Abstract
Research on mass political behavior relies extensively on ideology scales. The majority of political science surveys use a unique, and potentially problematic, word to anchor the endpoints of these scales (“extremely”). However, political science has surprisingly little evidence on the effects of using this anchor over others. We utilize an older, but ignored, survey experiment on the 1989 American National Election Study (ANES) Pilot Study to analyze the consequences of the choice between using “very” or “extremely” endpoint labels. Theoretically, our results illustrate how a seemingly negative question anchor helps optimally measure a key concept (ideology) that is fundamental to understanding phenomena such as mass polarization.
Introduction
Question wording shapes respondent answers. Much scholarship has found that changing question format and labeling can create variance in measurements of political behavior (e.g. Jacoby, 2000; Schuman and Presser, 1981), but this point has been overlooked with respect to an important construct in public opinion research: ideology. Virtually every major academic survey (including General Social Surveys, National Annenberg Election Surveys, and the American National Election Studies [ANES]) measures respondent ideology using a seven-point scale anchored by “extremely” endpoints. In contrast, private polling companies often describe the most ideological positions on their scales as “very liberal” and “very conservative.” Yet with the exception of Knight’s (1990) brief analysis of the 1989 ANES Pilot Study, virtually no scholarship has examined the differences in reported respondent ideology produced by these two endpoint labels. We offer such an analysis here.

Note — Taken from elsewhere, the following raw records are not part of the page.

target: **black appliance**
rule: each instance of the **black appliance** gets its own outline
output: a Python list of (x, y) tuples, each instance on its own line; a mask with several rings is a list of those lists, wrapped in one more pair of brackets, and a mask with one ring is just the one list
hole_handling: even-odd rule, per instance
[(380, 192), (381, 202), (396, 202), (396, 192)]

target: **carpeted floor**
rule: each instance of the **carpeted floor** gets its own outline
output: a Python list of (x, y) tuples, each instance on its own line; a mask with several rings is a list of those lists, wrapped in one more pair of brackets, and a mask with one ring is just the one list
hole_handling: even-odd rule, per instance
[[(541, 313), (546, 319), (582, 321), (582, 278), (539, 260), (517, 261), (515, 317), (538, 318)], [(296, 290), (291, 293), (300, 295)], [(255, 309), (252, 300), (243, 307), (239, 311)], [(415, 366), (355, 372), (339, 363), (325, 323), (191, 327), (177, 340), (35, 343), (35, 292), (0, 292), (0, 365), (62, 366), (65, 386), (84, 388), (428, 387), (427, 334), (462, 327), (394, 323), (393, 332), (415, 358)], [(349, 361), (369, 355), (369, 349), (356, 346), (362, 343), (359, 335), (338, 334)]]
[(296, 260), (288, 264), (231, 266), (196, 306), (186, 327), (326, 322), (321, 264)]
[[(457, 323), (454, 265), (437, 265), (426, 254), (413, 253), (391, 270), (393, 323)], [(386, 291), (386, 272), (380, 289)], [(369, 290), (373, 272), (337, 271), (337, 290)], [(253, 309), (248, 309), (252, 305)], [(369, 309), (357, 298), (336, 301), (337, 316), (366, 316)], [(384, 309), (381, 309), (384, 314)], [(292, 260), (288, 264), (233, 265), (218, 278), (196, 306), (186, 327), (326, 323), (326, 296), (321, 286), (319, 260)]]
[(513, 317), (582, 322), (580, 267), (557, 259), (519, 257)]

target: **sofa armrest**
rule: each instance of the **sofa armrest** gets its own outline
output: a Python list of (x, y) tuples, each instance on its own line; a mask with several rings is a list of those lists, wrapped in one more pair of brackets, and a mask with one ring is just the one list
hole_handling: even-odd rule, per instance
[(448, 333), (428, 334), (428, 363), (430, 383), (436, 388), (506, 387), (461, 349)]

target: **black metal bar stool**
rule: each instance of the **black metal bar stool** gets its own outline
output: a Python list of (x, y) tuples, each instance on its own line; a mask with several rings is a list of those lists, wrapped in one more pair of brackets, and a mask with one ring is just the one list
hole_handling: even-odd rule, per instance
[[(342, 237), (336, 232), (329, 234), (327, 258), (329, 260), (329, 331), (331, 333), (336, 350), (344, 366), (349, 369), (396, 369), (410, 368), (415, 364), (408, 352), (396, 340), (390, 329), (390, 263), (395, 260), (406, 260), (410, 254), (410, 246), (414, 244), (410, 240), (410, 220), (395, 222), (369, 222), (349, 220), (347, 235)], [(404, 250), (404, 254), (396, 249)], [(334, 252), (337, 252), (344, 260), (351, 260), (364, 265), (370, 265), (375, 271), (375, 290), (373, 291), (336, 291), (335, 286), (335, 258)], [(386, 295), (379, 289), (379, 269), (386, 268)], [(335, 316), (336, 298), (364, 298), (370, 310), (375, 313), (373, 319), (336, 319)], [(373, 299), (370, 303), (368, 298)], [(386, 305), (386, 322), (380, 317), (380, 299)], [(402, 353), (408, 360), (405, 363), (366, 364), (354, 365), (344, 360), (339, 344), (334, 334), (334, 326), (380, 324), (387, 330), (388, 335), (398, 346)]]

While we understand the limitations of such old data, we rely on the 1989 ANES for two reasons. First, utilizing the ANES allows us to replicate the same polarization scales and measures used in contemporary research. Second, the 1989 data are the most recent data that allow for a direct comparison of the two question wordings, and political scientists have never fully leveraged their usefulness. Even though the 1989 ANES is the only existing data on “extremely” versus “very” in a major political science survey, the only analysis was an internal ANES publication (Knight, 1990) that ignored half of the survey manipulations (shown later in Table 2). In addition, ANES data allow us to demonstrate the effects of the different ideology anchors on contemporary polarization research.
Our principal concern is whether the word “extremely” is a “symbolically loaded” way to label ideology scale endpoints (Knight, 1984: 311). This imagery is problematic if respondents who are clearly ideological (displaying strong and consistent preferences toward a liberal or conservative political worldview) fail to select a polar option on the ideological scale solely because of its question wording. If so, then research on contemporary topics such as mass polarization (Abramowitz and Saunders, 2008; Levendusky, 2009) may be fundamentally misunderstood.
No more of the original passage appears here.